At the beginning of the film is seen the S.S. Joseph R. Parrot, a railroad car ferry that ran between Havana and Palm Beach, Florida, and was owned by the West India Fruit and Steamship Company. Built in 1916, she was requisitioned by the U.S. Navy in 1942 and renamed the U.S.S. Salem (CM-11), serving as a mine-layer and submarine net layer. She served in the Mediterannean and Pacific theaters earning two battle stars. She returned to commercial service in 1947 and ran the ferry car route until it was discontinued c.1960 due to the Cuban revolution. Sold to a Honduran firm for use as a cargo ship, she was scrapped in 1970.
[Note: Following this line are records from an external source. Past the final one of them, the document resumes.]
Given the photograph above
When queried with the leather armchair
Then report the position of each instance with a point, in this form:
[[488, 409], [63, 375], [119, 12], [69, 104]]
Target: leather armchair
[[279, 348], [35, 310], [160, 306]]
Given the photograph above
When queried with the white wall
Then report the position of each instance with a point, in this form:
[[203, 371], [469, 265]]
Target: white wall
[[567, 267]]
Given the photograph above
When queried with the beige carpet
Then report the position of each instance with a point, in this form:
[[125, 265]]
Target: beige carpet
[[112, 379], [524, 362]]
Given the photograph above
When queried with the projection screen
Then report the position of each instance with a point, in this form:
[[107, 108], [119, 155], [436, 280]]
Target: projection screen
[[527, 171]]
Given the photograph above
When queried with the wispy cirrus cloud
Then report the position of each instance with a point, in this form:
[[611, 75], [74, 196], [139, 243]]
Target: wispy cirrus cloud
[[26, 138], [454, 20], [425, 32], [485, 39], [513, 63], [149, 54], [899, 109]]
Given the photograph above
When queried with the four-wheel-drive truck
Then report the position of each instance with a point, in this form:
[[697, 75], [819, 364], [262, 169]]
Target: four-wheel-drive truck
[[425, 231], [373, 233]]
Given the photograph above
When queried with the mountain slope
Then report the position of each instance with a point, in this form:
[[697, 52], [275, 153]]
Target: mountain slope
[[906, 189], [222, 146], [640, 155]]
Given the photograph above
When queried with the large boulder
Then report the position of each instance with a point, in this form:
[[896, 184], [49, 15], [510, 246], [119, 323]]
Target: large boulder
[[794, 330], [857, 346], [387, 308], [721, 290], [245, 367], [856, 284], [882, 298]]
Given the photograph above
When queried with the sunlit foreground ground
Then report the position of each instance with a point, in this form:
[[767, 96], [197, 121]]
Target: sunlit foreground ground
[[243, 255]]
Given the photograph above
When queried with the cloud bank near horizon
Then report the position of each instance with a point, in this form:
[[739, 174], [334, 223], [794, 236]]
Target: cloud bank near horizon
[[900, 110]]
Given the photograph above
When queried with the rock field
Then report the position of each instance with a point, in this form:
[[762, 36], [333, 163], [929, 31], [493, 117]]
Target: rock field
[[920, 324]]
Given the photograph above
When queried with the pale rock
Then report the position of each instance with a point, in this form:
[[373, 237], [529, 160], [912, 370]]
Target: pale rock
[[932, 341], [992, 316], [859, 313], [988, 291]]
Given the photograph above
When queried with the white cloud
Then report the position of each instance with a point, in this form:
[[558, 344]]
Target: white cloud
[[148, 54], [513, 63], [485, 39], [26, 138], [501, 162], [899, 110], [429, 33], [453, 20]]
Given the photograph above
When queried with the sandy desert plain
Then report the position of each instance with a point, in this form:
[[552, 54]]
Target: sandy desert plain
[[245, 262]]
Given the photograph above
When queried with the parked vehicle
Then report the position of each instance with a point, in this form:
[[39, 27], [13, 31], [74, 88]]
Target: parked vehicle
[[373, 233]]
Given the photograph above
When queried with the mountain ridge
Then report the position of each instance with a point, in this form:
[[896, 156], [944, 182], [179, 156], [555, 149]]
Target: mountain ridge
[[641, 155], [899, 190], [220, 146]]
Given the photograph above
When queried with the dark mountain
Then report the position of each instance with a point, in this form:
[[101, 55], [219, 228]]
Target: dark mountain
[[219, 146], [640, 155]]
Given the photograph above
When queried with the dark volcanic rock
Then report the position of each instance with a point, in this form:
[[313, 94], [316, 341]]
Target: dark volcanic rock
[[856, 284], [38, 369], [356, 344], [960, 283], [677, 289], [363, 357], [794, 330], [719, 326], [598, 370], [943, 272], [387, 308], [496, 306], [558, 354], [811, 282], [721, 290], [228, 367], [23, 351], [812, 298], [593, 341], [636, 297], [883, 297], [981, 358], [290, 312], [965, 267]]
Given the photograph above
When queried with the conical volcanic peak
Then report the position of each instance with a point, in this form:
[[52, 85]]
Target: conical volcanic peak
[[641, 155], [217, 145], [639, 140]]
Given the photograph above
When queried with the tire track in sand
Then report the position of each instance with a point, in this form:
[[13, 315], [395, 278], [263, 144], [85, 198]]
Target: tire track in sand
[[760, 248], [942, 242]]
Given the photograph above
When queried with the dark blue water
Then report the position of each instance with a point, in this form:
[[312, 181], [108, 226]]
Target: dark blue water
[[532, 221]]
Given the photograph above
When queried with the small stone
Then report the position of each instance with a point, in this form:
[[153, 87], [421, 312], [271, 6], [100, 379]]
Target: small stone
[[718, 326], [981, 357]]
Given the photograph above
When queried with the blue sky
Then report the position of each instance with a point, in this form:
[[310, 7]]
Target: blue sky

The tail number of James' dummy plane, NC54860, was an actual number assigned to a North American AT-6B owned by MGM at the time. The actual smuggling plane, marked NC80356, was in reality used on a 1946 Beech D-18S bought by MGM for use by Robert Taylor and his wife Barbara Stanwyck. Taylor named that plane "Missy" - his nickname for Stanwyck.
Palinov's fee of $1,000 to smuggle someone into the United States would be the equivalent of nearly $10,000 in 2016.